I suppose, in England, that it could be quite useful to have something to do when it rains, but I think that going out in the rain moves me one step closer to being allowed to call myself a 'runner'. This is like being given a green beret - it's a badge of honour. I haven't earned it yet. But I will. Oh yes. I will.

Tuesday, 1 June 2010

72. Serious Rain

I was just sitting here, looking out of the window, trying to think of today's blog subject, when it began to rain serious rain. And I smiled. Not because I am the devil incarnate (though my brothers beg to differ) and I enjoy the thought of all those commuters getting drenched on their way home, but because serious rain is so much better than drizzle, or worse, the threat of drizzle.

I like climatic absolutes, I've decided. When hot the sky must be azure and cloudless, when cold it must be azure and cloudless unless its foggy, when wet it must be soaking, when dry it should not threaten.
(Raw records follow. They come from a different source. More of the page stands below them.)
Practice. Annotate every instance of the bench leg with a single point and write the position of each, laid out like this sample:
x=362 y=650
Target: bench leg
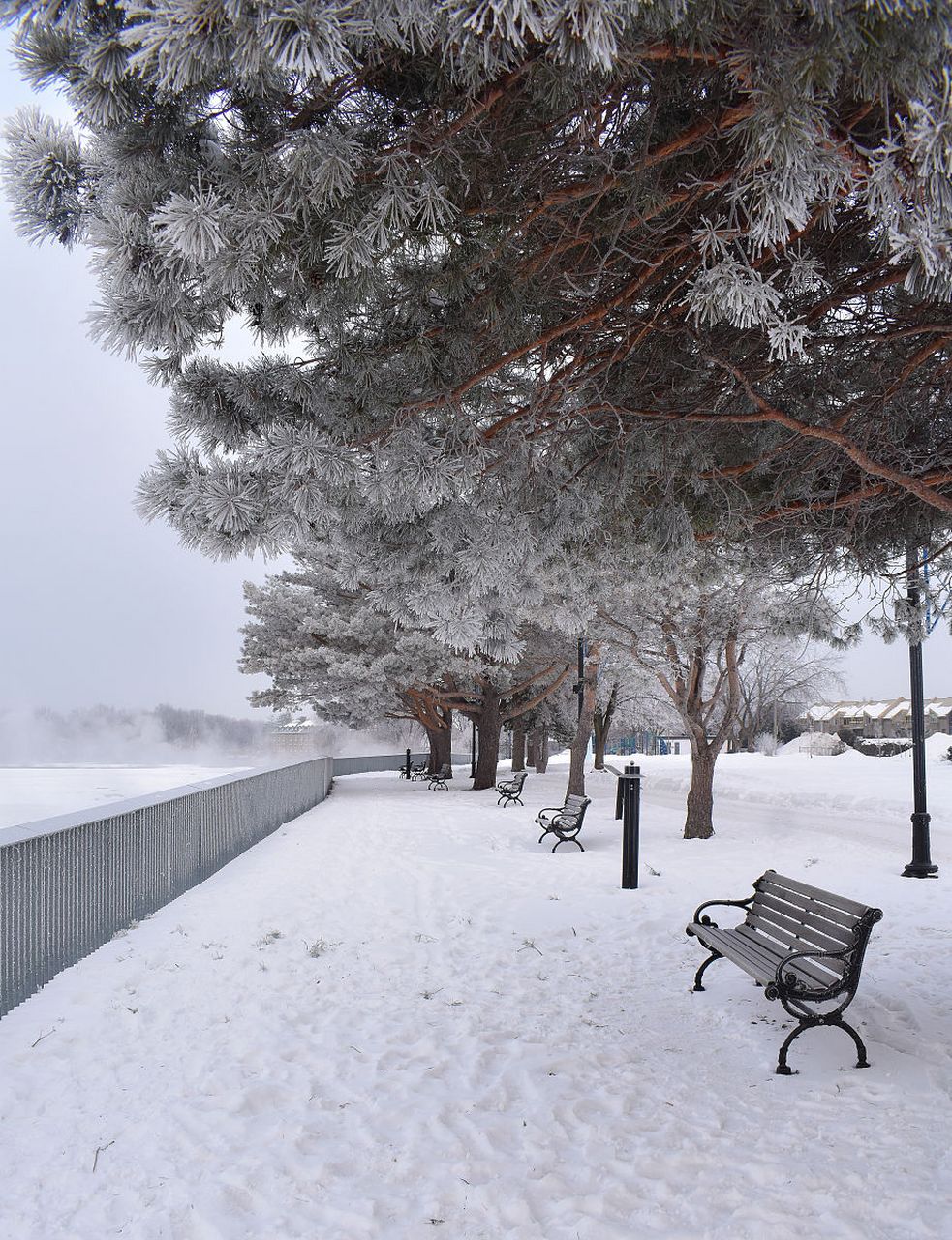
x=566 y=840
x=784 y=1070
x=712 y=957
So no clouds. I clearly need to emigrate. Sorry Mum.

I was going to go running in the drizzle, but I am dissuaded by the serious rain. Wimp. If it lets up a bit I will go and try out my new 90s pop-classics playlist. If it doesn't (and it seems intent for now) I will do the only thing the weather demands - curl up on the sofa with a book.

Friday, 28 May 2010

71. An Early Start

Yesterday morning, I got myself up to the gym for 8.45 and came home an hour later feeling very sorry for myself. The rest of the day was a monstrous struggle. So I decided that today would be better.

And today is already better because it started a little earlier than usual, and I am reminded that I prefer the promise of the early morning to the hard scrabble of the end of the day. I've been bouncing around, making bacon bagels, tidying up, thinking about what to wear rather than just pulling on whatever's nearest, sitting down at my desk, water and apple to hand, thinking about the day's work and how best to do it. Insufferable, isn't it?
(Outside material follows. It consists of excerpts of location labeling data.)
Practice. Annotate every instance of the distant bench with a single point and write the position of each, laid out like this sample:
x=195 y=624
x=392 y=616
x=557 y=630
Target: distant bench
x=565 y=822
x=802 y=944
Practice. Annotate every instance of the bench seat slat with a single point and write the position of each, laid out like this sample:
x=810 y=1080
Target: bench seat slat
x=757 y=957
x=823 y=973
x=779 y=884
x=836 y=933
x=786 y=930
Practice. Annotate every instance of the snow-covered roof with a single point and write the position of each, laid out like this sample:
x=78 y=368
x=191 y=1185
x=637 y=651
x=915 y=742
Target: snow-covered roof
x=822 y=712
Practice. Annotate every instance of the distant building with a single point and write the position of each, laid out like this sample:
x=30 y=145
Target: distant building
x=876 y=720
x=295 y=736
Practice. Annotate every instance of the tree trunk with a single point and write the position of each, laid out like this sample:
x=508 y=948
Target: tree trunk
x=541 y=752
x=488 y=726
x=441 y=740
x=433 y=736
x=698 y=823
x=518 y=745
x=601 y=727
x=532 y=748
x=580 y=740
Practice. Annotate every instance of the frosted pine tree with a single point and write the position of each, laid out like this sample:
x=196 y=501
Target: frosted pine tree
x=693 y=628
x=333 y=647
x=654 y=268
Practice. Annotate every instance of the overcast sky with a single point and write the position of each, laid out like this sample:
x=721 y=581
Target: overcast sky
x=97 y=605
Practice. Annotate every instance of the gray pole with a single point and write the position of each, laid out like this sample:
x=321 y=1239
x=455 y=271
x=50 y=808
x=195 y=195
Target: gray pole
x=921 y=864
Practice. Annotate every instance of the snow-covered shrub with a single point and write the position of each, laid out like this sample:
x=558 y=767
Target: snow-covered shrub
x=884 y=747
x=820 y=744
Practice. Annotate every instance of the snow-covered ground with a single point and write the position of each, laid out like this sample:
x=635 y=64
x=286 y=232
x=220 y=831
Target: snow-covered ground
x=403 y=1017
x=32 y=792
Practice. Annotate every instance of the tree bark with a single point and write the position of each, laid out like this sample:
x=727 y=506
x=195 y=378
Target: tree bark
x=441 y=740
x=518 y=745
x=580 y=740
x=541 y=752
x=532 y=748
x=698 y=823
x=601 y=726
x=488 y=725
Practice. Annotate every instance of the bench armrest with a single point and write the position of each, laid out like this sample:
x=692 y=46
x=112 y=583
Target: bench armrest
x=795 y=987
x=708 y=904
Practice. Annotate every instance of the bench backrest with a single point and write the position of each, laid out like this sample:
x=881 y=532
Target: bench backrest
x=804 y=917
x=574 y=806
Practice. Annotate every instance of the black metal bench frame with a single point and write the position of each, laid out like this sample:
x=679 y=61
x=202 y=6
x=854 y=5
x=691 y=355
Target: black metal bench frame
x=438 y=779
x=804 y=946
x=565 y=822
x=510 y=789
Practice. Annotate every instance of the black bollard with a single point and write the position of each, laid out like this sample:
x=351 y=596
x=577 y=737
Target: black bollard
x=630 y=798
But I'm happy! I've got a sensible serious job of work to do today, and later I'm going out to supper and will be fed the best curry in London, so I have a reason to work hard. Carrot and stick, you see. I'm not running today because I've been going too far, too fast so I'll have a day off and lumber slowly round the park in the rain tomorrow. I feel well and bushy-tailed because I almost didn't drink last night and I've slept well, and had an early start and my day is full of promise...

It's Friday!

I'm going to go, before everybody's sick.

Wednesday, 26 May 2010

70. Completing a Difficult Task

A script report completed, an extra mile run, a desk clear of filing and receipts - what a lovely feeling. Can't imagine how glorious it must be to achieve something genuinely difficult, like curing a disease, or putting Herself off painting the naffing kitchen this weekend.

The completion of a difficult task and its attendant euphoria is all about exams, for me. All those years of end of year exams at my nightmarishly academic school, followed later by serious national exams and then university finals left a long shadow on my psyche. The BF looks at me blankly when I talk about our school being an academic hothouse, but she's cleverer than a wily fox in full chicken costume so I pay no attention.

I don't have to take exams any more, but every now and again a stressful, challenging, deadlined task comes up that causes me to have to lock myself away with bananas and other brain foods and snap grumpily at Herself when she interrupts me. But then the task is completed and I feel like dancing in the moonlight. Today, in case you hadn't already guessed, is one of those days. I will not be doing any moonlit dancing, but I might find my supper more delicous this evening, and that glass of wine more refreshing. And that's enough to make it all worthwhile. That, and my two degrees.